The death toll from pandemic flu could also have been higher if it had been bird flu rather than swine flu making the rounds because vaccine is produced using chicken eggs.

"Bird flu might have been a double whammy because the chickens might all be dead," said Salzberg.

"Avian flu sweeps through poultry farms and can be very deadly so those chicken farms would not be available to grow those eggs."

Most approved flu-vaccine producers "grow" the vaccine in eggs, a method which has been described as outdated by the head of the Centres for Disease Control and Prevention, Thomas Frieden.

Salzberg agreed, calling the process antiquated.

"When you really need vaccine quickly, we just can't do it, and this has now been demonstrated," he said.

"Here in the US we have some 23 million shots available six months after it was detected.

"If we had cell-based vaccine production, we could have had 200 million doses by now," Salzberg said.

Salzberg said changing the way the United States makes flu vaccine was too costly for companies to put in place and would have to come from the highest political levels.

"Congress or the president or both together would have to say: 'You know what?

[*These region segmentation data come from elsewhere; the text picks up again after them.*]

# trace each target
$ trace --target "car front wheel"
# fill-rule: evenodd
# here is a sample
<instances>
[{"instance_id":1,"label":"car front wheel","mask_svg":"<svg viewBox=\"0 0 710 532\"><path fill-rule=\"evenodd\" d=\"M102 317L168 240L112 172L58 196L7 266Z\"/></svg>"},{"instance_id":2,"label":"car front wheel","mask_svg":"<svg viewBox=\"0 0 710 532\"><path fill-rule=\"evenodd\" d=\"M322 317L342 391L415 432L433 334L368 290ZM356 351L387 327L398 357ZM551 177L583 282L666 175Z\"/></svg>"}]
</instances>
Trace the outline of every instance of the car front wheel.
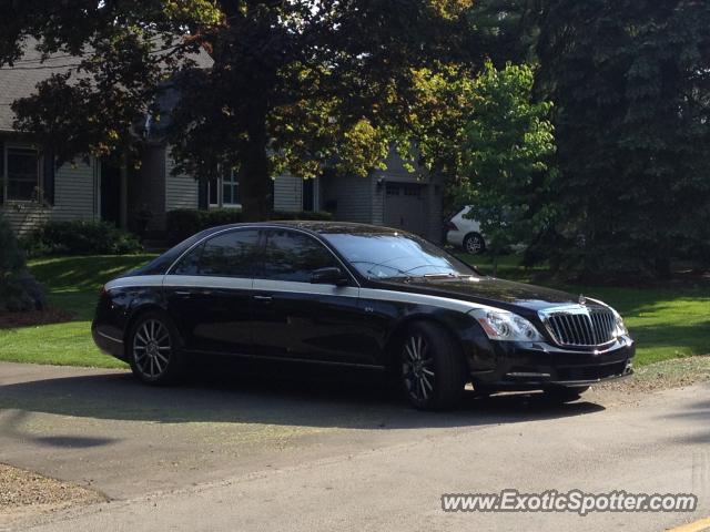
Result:
<instances>
[{"instance_id":1,"label":"car front wheel","mask_svg":"<svg viewBox=\"0 0 710 532\"><path fill-rule=\"evenodd\" d=\"M178 331L162 313L141 316L129 335L130 362L133 375L154 386L172 385L184 374Z\"/></svg>"},{"instance_id":2,"label":"car front wheel","mask_svg":"<svg viewBox=\"0 0 710 532\"><path fill-rule=\"evenodd\" d=\"M466 383L460 349L436 324L409 326L399 344L399 377L415 408L440 410L456 406Z\"/></svg>"}]
</instances>

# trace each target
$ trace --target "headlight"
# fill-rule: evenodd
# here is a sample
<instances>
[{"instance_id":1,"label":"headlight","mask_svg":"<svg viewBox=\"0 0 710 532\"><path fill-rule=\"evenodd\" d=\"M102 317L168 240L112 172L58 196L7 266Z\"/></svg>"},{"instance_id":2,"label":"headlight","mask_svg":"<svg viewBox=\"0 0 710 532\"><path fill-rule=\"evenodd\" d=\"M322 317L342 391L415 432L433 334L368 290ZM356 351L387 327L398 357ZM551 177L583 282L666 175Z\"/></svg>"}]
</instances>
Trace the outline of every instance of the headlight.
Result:
<instances>
[{"instance_id":1,"label":"headlight","mask_svg":"<svg viewBox=\"0 0 710 532\"><path fill-rule=\"evenodd\" d=\"M613 308L611 308L611 311L613 313L613 321L615 321L613 337L618 338L620 336L629 336L629 329L626 328L626 325L623 324L623 318L621 318L621 315L617 313Z\"/></svg>"},{"instance_id":2,"label":"headlight","mask_svg":"<svg viewBox=\"0 0 710 532\"><path fill-rule=\"evenodd\" d=\"M477 308L469 313L491 340L545 341L542 335L527 319L507 310Z\"/></svg>"}]
</instances>

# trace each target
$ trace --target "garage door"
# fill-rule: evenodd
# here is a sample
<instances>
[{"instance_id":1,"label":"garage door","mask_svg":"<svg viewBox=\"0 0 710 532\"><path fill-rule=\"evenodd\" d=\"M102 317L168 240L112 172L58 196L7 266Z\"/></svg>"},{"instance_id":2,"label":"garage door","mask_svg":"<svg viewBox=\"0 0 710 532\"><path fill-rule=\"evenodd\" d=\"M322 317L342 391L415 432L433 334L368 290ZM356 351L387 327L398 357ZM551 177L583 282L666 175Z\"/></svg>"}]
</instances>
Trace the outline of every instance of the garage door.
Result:
<instances>
[{"instance_id":1,"label":"garage door","mask_svg":"<svg viewBox=\"0 0 710 532\"><path fill-rule=\"evenodd\" d=\"M386 183L385 225L424 235L424 187L415 183Z\"/></svg>"}]
</instances>

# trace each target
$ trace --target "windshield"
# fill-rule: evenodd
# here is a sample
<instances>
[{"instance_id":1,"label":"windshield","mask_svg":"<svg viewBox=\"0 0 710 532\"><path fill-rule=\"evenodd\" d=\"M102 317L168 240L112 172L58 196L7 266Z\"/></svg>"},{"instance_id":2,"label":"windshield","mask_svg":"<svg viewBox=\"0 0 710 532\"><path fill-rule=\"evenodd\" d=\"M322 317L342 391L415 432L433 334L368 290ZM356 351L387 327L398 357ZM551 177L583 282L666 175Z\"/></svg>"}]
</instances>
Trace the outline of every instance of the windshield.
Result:
<instances>
[{"instance_id":1,"label":"windshield","mask_svg":"<svg viewBox=\"0 0 710 532\"><path fill-rule=\"evenodd\" d=\"M477 275L469 266L414 235L326 233L323 237L371 279Z\"/></svg>"}]
</instances>

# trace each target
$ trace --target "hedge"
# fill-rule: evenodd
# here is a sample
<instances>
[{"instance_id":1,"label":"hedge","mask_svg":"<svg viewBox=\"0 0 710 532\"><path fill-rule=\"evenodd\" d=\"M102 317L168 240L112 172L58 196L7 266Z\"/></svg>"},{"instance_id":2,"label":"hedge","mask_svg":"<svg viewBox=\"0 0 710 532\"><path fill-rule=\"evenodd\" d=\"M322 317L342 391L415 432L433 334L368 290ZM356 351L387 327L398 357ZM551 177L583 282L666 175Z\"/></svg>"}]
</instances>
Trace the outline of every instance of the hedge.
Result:
<instances>
[{"instance_id":1,"label":"hedge","mask_svg":"<svg viewBox=\"0 0 710 532\"><path fill-rule=\"evenodd\" d=\"M2 213L0 249L0 313L44 308L44 290L27 268L24 253Z\"/></svg>"},{"instance_id":2,"label":"hedge","mask_svg":"<svg viewBox=\"0 0 710 532\"><path fill-rule=\"evenodd\" d=\"M125 255L143 249L132 233L106 222L48 222L23 238L28 255Z\"/></svg>"},{"instance_id":3,"label":"hedge","mask_svg":"<svg viewBox=\"0 0 710 532\"><path fill-rule=\"evenodd\" d=\"M285 212L274 211L273 219L316 219L328 221L333 215L326 212ZM195 233L219 225L239 224L243 222L239 208L213 208L199 211L195 208L178 208L166 214L168 239L171 244L189 238Z\"/></svg>"}]
</instances>

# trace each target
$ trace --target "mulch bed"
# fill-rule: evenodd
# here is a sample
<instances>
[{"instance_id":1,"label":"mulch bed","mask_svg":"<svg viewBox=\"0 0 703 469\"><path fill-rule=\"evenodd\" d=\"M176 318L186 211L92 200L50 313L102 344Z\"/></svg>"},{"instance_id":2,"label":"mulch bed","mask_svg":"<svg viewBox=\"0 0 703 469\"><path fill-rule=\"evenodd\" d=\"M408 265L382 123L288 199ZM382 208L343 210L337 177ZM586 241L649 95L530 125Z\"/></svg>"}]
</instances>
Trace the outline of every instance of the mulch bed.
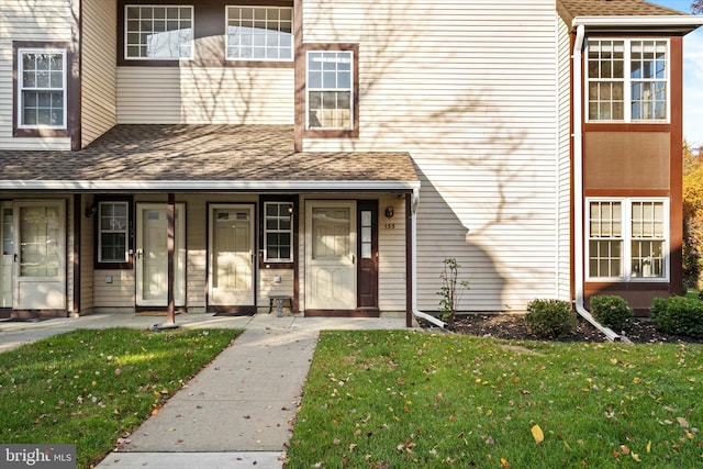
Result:
<instances>
[{"instance_id":1,"label":"mulch bed","mask_svg":"<svg viewBox=\"0 0 703 469\"><path fill-rule=\"evenodd\" d=\"M515 314L469 314L457 316L451 331L478 337L495 337L515 340L545 340L527 330L524 316ZM625 336L635 344L703 344L703 339L681 337L657 332L651 321L636 317ZM550 337L554 342L607 342L607 338L589 322L579 317L579 327L567 337Z\"/></svg>"}]
</instances>

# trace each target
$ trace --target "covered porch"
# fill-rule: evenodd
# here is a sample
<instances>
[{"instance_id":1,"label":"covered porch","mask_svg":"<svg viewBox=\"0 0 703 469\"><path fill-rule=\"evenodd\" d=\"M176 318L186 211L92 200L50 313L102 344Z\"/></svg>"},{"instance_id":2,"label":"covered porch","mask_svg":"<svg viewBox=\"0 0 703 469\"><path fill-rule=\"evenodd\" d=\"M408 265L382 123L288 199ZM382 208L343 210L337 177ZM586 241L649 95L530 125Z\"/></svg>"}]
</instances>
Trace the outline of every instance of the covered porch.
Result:
<instances>
[{"instance_id":1,"label":"covered porch","mask_svg":"<svg viewBox=\"0 0 703 469\"><path fill-rule=\"evenodd\" d=\"M286 125L118 125L4 152L2 314L410 314L406 153L294 153Z\"/></svg>"}]
</instances>

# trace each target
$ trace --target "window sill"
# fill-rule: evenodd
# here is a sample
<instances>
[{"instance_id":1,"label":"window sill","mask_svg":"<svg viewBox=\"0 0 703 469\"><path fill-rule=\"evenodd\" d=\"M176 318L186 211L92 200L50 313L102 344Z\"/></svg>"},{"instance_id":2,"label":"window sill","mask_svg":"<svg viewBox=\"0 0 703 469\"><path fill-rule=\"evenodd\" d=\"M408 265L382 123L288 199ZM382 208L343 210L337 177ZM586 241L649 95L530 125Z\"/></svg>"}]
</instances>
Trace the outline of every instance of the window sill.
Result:
<instances>
[{"instance_id":1,"label":"window sill","mask_svg":"<svg viewBox=\"0 0 703 469\"><path fill-rule=\"evenodd\" d=\"M67 129L30 129L18 127L12 132L13 137L27 138L27 137L67 137Z\"/></svg>"}]
</instances>

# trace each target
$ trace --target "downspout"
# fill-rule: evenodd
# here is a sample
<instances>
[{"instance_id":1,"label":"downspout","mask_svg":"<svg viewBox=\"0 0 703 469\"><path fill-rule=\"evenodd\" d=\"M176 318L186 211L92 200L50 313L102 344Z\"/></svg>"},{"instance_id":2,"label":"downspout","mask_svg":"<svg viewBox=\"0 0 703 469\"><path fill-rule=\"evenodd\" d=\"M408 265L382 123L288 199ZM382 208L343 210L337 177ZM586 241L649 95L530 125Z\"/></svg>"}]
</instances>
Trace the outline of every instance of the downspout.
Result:
<instances>
[{"instance_id":1,"label":"downspout","mask_svg":"<svg viewBox=\"0 0 703 469\"><path fill-rule=\"evenodd\" d=\"M408 199L405 199L408 200ZM420 189L414 188L412 193L412 201L410 206L410 220L411 220L411 277L412 277L412 301L411 308L413 316L422 319L436 325L437 327L445 328L447 323L433 316L432 314L423 313L417 309L417 203L420 202Z\"/></svg>"},{"instance_id":2,"label":"downspout","mask_svg":"<svg viewBox=\"0 0 703 469\"><path fill-rule=\"evenodd\" d=\"M582 49L585 37L585 26L577 24L576 42L573 44L573 263L576 311L595 328L605 334L613 342L621 340L610 327L600 324L583 305L583 82L582 82Z\"/></svg>"}]
</instances>

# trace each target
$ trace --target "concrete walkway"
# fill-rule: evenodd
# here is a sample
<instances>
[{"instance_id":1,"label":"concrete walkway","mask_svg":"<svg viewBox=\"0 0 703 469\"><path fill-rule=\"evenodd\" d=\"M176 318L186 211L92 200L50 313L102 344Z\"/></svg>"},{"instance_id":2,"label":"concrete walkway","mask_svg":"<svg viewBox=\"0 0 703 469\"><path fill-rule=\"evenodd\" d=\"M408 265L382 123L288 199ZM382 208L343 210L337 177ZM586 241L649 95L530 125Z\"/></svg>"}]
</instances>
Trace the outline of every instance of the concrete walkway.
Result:
<instances>
[{"instance_id":1,"label":"concrete walkway","mask_svg":"<svg viewBox=\"0 0 703 469\"><path fill-rule=\"evenodd\" d=\"M96 315L0 322L0 351L74 328L148 327L164 317ZM404 317L180 314L181 327L245 332L98 468L280 468L322 330L404 328Z\"/></svg>"}]
</instances>

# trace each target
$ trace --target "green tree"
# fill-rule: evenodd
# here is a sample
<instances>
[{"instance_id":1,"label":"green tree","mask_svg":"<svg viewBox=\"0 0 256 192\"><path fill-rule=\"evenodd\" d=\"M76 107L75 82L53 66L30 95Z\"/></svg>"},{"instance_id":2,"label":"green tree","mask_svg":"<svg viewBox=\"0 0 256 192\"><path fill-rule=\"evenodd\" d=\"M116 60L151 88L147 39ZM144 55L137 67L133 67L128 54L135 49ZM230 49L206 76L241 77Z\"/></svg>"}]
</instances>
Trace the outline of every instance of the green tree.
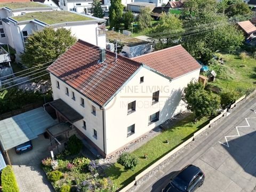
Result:
<instances>
[{"instance_id":1,"label":"green tree","mask_svg":"<svg viewBox=\"0 0 256 192\"><path fill-rule=\"evenodd\" d=\"M215 22L221 25L211 24ZM205 63L212 57L213 52L218 50L234 52L244 39L243 33L236 26L229 23L227 17L216 13L190 18L185 21L184 26L198 26L194 28L197 30L194 29L194 32L190 31L189 35L182 37L182 44L193 57Z\"/></svg>"},{"instance_id":2,"label":"green tree","mask_svg":"<svg viewBox=\"0 0 256 192\"><path fill-rule=\"evenodd\" d=\"M238 2L230 5L225 10L225 13L229 17L243 15L252 12L247 3Z\"/></svg>"},{"instance_id":3,"label":"green tree","mask_svg":"<svg viewBox=\"0 0 256 192\"><path fill-rule=\"evenodd\" d=\"M22 62L29 67L36 66L38 68L43 63L49 62L47 65L50 65L76 41L70 30L45 28L27 39L25 51L21 57Z\"/></svg>"},{"instance_id":4,"label":"green tree","mask_svg":"<svg viewBox=\"0 0 256 192\"><path fill-rule=\"evenodd\" d=\"M151 10L149 7L145 7L140 10L139 14L138 23L140 29L142 30L151 27L151 21L152 18L150 15Z\"/></svg>"},{"instance_id":5,"label":"green tree","mask_svg":"<svg viewBox=\"0 0 256 192\"><path fill-rule=\"evenodd\" d=\"M100 0L93 0L92 4L92 13L93 17L103 18L104 10L101 7L101 3Z\"/></svg>"},{"instance_id":6,"label":"green tree","mask_svg":"<svg viewBox=\"0 0 256 192\"><path fill-rule=\"evenodd\" d=\"M187 108L195 114L196 119L205 116L215 115L220 107L220 98L204 89L198 82L191 82L184 89L182 100Z\"/></svg>"},{"instance_id":7,"label":"green tree","mask_svg":"<svg viewBox=\"0 0 256 192\"><path fill-rule=\"evenodd\" d=\"M111 6L109 7L110 28L115 27L116 29L119 29L122 23L124 6L121 0L110 0L110 3Z\"/></svg>"},{"instance_id":8,"label":"green tree","mask_svg":"<svg viewBox=\"0 0 256 192\"><path fill-rule=\"evenodd\" d=\"M182 22L179 18L172 14L166 14L163 12L160 21L157 26L152 28L150 33L153 35L151 37L158 38L159 40L163 36L167 37L166 46L173 46L172 42L175 40L175 44L177 44L180 40L181 36L179 35L183 32ZM163 33L164 33L163 34ZM177 41L177 40L179 40ZM162 48L162 47L161 47Z\"/></svg>"},{"instance_id":9,"label":"green tree","mask_svg":"<svg viewBox=\"0 0 256 192\"><path fill-rule=\"evenodd\" d=\"M123 15L124 28L129 29L132 26L132 22L133 22L133 14L131 11L129 11Z\"/></svg>"}]
</instances>

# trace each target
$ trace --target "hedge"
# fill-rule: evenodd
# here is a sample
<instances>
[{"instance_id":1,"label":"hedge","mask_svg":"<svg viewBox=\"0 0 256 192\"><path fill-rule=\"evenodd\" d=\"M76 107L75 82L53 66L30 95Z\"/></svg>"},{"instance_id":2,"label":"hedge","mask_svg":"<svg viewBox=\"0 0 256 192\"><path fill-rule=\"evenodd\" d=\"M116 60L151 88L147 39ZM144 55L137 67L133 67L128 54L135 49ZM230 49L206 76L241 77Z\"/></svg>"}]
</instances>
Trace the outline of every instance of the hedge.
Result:
<instances>
[{"instance_id":1,"label":"hedge","mask_svg":"<svg viewBox=\"0 0 256 192\"><path fill-rule=\"evenodd\" d=\"M2 171L1 181L3 192L19 192L14 173L10 165Z\"/></svg>"}]
</instances>

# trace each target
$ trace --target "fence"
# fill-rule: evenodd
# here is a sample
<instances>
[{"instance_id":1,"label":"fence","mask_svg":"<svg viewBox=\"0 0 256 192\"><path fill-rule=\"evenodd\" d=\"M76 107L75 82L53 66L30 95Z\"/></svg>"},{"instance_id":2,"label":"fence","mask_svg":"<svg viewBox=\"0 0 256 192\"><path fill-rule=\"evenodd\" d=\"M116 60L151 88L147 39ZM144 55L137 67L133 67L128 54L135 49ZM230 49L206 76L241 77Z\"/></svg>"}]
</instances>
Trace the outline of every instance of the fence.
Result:
<instances>
[{"instance_id":1,"label":"fence","mask_svg":"<svg viewBox=\"0 0 256 192\"><path fill-rule=\"evenodd\" d=\"M246 98L249 98L250 97L251 97L253 94L255 93L256 91L254 91L253 93L252 93L250 95L248 95L246 98L246 95L244 95L241 98L239 98L238 100L237 100L233 104L232 104L230 106L230 109L232 109L233 107L235 107L236 103L238 102L240 102L242 100ZM186 146L187 145L189 144L191 141L192 141L194 138L199 135L200 133L203 132L204 131L206 130L209 126L211 125L211 124L214 122L215 122L216 121L218 120L219 118L222 117L222 116L224 116L225 114L227 111L228 109L226 108L220 114L218 115L217 116L215 117L214 118L213 118L212 120L211 120L209 122L209 124L206 125L205 126L203 127L200 129L197 132L195 132L193 136L190 137L189 139L187 140L186 141L183 142L181 145L179 145L177 147L176 147L175 149L172 150L171 151L170 151L169 153L165 155L164 157L161 158L160 159L156 162L155 163L150 165L149 167L146 169L145 170L142 171L141 173L139 174L138 175L135 176L135 180L133 180L132 182L129 183L127 186L125 186L124 188L120 190L119 191L119 192L125 192L127 190L128 190L130 188L132 187L136 183L136 181L138 181L140 179L141 179L142 177L145 175L146 174L148 173L150 171L153 170L158 165L159 165L161 163L163 163L164 161L167 159L168 158L169 158L170 156L171 156L172 155L175 154L176 152L179 151L179 150L181 149L182 148L183 148L185 146Z\"/></svg>"}]
</instances>

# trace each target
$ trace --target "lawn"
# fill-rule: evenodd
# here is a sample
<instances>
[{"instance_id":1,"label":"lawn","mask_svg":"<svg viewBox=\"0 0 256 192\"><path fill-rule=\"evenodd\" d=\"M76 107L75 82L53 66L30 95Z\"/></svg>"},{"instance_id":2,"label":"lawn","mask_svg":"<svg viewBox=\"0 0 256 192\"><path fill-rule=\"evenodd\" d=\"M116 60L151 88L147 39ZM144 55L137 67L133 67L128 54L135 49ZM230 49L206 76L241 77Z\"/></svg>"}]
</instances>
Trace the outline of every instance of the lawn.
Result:
<instances>
[{"instance_id":1,"label":"lawn","mask_svg":"<svg viewBox=\"0 0 256 192\"><path fill-rule=\"evenodd\" d=\"M194 115L190 115L172 129L161 133L133 152L139 159L139 163L133 171L125 171L122 165L116 163L106 171L106 174L118 188L125 186L137 175L190 138L209 120L209 118L204 117L194 123ZM165 143L166 140L169 143ZM147 154L146 159L144 158L145 154Z\"/></svg>"},{"instance_id":2,"label":"lawn","mask_svg":"<svg viewBox=\"0 0 256 192\"><path fill-rule=\"evenodd\" d=\"M256 88L256 60L252 57L241 59L238 55L219 54L219 58L225 61L228 73L227 78L217 78L211 83L222 90L238 90L246 92ZM211 69L211 66L210 67Z\"/></svg>"},{"instance_id":3,"label":"lawn","mask_svg":"<svg viewBox=\"0 0 256 192\"><path fill-rule=\"evenodd\" d=\"M12 18L17 21L30 20L36 19L49 25L69 21L94 20L94 19L86 17L85 15L84 16L65 11L27 13L23 15L13 17Z\"/></svg>"}]
</instances>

We're going to create the process ourselves and then either have the government make the vaccine or let private companies make it as they do now.

"But it's clearly not worth it to private companies ... It's very expensive and time-consuming and flu vaccine is actually not that profitable for companies. So why would they do it?"

If the US government does not take action before the next flu pandemic - which might not hit for decades - "We could still be growing flu vaccine in eggs again," and facing a shortage of vaccine, said Salzberg.